Q1: Let $A$ be a matrix in $\mathbb{C}^{n \times n}$. Is $A$ diagonalisable in the sense that there exists an invertible matrix $T \in \mathbb{C}^{n \times n}$ such that $$ T^{-1} A T $$ is a diagonal matrix?

A1: Yes, it is always possible.

A2: This only works if one can find a basis $(e_1, \ldots, e_n)$ consisting of eigenvectors of $A$.

A3: No, it never is diagonalisable.

Q2: Let $A$ be a matrix in $\mathbb{C}^{n \times n}$. Is $A$ unitarily diagonalisable in the sense that there exists a unitary matrix $U \in \mathbb{C}^{n \times n}$ such that $$ U^{\ast} A U $$ is a diagonal matrix?

A1: Yes, it is always possible.

A2: This only works if $A$ is a normal matrix.

A3: No, it never is unitarily diagonalisable.

Q3: Let $X$ be a complex Hilbert space and $T: X \rightarrow X$ a self-adjoint compact operator.
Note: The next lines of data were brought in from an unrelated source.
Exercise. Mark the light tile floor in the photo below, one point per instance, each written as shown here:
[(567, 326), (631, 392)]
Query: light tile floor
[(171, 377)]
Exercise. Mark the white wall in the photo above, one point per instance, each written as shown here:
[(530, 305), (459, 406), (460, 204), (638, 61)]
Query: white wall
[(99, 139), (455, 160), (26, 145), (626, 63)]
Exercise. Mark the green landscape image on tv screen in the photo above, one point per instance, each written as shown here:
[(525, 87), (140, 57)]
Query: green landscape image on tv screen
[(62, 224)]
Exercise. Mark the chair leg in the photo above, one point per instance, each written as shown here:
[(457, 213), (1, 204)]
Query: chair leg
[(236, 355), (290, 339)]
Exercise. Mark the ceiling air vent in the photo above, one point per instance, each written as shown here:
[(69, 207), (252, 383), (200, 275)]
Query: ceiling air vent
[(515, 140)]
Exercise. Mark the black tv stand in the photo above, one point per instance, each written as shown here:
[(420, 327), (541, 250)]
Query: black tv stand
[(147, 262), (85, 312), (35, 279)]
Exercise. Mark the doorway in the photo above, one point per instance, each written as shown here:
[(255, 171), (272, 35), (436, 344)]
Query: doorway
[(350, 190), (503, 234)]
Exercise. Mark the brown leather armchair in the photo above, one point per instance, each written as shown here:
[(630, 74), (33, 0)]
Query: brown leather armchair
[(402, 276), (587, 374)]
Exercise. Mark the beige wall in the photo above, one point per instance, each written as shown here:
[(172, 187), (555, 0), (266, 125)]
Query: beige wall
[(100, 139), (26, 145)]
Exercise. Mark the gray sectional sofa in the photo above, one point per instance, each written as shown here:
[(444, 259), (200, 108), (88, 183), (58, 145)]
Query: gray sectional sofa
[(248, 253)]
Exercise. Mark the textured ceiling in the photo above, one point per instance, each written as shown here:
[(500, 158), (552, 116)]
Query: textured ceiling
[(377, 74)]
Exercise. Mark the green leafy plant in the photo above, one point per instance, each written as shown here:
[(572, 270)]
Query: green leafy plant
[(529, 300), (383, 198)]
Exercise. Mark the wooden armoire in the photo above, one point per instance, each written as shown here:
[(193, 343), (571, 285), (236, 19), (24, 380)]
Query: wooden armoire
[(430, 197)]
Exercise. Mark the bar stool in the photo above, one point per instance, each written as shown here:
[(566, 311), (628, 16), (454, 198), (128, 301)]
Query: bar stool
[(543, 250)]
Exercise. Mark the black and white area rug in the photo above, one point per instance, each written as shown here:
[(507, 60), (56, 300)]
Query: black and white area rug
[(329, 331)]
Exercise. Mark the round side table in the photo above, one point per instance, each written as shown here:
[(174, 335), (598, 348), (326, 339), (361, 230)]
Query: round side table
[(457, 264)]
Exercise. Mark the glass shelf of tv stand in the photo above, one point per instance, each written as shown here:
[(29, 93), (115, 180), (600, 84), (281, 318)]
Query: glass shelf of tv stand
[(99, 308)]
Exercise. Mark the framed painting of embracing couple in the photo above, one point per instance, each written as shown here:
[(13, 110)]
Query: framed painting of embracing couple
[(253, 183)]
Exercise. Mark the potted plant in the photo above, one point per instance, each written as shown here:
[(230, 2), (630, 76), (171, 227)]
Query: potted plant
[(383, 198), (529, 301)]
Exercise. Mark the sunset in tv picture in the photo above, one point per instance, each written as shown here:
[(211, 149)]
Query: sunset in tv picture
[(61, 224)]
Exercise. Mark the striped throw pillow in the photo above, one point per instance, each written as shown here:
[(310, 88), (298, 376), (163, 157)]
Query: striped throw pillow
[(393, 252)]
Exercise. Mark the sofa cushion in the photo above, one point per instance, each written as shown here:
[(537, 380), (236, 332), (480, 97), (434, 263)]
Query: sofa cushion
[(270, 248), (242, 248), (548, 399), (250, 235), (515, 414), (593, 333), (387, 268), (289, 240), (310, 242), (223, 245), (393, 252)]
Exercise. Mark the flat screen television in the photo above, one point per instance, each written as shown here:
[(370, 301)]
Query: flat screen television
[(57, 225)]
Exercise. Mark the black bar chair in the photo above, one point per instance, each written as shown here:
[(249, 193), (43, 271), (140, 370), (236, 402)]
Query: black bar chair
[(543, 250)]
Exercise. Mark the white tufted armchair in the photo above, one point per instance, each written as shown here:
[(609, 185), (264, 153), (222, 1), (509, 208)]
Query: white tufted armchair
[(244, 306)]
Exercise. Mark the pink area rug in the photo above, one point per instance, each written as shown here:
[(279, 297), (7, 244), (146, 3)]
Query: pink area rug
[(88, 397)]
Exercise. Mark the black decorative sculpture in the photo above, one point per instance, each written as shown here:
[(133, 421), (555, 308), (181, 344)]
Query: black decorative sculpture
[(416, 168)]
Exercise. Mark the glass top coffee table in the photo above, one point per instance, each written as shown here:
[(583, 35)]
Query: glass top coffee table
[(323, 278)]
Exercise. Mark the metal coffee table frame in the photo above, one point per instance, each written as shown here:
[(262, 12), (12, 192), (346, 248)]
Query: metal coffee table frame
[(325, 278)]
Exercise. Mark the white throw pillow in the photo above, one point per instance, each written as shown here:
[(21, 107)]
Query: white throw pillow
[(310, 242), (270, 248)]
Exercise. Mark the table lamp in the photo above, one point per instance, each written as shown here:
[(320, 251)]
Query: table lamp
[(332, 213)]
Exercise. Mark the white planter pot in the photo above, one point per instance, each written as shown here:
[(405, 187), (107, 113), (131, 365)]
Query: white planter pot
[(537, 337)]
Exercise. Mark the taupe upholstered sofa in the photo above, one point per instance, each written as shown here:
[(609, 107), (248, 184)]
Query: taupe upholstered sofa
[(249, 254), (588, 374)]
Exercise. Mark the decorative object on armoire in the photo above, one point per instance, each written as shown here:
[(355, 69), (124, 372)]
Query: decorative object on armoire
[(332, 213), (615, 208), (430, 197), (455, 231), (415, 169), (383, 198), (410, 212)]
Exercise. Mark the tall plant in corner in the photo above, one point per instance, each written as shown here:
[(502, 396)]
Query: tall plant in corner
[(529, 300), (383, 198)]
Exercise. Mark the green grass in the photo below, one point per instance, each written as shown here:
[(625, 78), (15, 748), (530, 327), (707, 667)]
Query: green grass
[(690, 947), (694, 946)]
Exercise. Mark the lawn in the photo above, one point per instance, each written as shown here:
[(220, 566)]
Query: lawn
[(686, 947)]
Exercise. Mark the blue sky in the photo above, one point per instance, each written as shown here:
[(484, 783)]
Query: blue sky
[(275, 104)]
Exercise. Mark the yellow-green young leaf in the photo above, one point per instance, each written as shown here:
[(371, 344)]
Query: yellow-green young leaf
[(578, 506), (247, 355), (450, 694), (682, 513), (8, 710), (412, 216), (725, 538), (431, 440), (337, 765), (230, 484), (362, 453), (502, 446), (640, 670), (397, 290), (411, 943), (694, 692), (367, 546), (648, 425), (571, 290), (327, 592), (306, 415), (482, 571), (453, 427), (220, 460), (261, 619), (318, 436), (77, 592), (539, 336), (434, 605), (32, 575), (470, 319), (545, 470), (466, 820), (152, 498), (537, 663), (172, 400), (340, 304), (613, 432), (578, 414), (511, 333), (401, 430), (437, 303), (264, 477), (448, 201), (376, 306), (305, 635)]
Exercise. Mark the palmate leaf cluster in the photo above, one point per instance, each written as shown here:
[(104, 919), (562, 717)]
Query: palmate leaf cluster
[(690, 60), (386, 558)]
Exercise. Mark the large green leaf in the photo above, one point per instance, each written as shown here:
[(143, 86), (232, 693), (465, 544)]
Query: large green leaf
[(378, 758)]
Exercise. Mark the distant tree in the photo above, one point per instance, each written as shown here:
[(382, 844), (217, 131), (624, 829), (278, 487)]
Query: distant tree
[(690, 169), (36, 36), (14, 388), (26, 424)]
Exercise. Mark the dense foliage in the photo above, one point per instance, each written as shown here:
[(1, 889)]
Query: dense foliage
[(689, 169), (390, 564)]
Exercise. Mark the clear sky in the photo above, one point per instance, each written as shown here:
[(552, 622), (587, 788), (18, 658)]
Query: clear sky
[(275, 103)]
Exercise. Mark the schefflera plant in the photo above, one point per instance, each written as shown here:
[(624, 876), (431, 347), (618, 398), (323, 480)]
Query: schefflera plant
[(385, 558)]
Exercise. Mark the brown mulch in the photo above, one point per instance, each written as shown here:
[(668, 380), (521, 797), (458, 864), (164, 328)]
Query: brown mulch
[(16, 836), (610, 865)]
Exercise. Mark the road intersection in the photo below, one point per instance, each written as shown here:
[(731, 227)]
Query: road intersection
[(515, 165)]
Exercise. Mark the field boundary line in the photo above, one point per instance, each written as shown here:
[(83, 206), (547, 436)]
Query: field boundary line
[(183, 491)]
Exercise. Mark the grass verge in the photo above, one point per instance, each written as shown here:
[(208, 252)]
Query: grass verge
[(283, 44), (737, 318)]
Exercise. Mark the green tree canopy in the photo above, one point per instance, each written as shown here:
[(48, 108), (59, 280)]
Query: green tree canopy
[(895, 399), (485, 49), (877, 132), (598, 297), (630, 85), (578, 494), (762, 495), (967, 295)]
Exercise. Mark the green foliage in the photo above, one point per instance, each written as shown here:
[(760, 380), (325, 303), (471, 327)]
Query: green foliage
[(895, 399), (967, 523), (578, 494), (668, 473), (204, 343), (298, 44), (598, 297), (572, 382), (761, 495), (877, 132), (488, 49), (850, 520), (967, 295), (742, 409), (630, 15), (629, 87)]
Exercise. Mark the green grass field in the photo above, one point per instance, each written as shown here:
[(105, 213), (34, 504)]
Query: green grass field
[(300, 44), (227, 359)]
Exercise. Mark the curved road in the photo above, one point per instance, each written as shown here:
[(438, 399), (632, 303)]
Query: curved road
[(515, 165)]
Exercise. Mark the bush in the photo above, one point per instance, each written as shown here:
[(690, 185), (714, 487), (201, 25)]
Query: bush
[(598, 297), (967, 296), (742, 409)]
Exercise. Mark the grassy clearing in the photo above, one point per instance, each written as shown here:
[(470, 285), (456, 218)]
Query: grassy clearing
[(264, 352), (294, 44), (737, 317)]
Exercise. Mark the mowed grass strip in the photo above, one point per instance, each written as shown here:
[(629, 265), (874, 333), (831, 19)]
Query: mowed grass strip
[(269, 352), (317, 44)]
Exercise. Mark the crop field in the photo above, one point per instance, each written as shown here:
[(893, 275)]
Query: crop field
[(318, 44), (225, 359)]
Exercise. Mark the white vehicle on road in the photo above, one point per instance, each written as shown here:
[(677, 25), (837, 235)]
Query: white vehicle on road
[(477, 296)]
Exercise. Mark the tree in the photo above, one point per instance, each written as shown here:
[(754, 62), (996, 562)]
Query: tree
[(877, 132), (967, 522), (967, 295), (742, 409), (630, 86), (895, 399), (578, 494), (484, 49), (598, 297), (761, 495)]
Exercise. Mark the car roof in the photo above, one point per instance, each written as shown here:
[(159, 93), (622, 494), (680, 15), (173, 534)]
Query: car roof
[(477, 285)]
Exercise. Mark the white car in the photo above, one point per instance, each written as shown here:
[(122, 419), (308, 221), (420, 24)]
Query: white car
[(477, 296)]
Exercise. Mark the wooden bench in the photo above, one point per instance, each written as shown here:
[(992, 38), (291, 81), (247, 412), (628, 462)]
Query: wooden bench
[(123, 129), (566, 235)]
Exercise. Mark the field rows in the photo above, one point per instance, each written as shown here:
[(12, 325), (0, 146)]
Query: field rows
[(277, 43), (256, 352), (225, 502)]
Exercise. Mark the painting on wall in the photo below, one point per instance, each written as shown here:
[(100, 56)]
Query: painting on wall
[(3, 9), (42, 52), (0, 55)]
Which statement is not correct, in general?

A1: If $\lambda \neq \mu$ are two eigenvalues of $T$, then there are two eigenvectors $e_1$ and $e_2$ that are orthogonal.

A2: There is a finite or infinite sequence of eigenvalues $(\lambda_i)$ of $T$ with corresponding eigenvectors $(e_i)$ chosen as an orthonormal system.

A3: $T$ can be written as $$ T x = \sum_k \lambda_k e_k \langle e_k, x \rangle$$ for $x \in X$.

A4: The operator norm of $T$ is given by the maximum of the absolute value of the eigenvalues of $T$.

A5: $T = 0$ is not possible.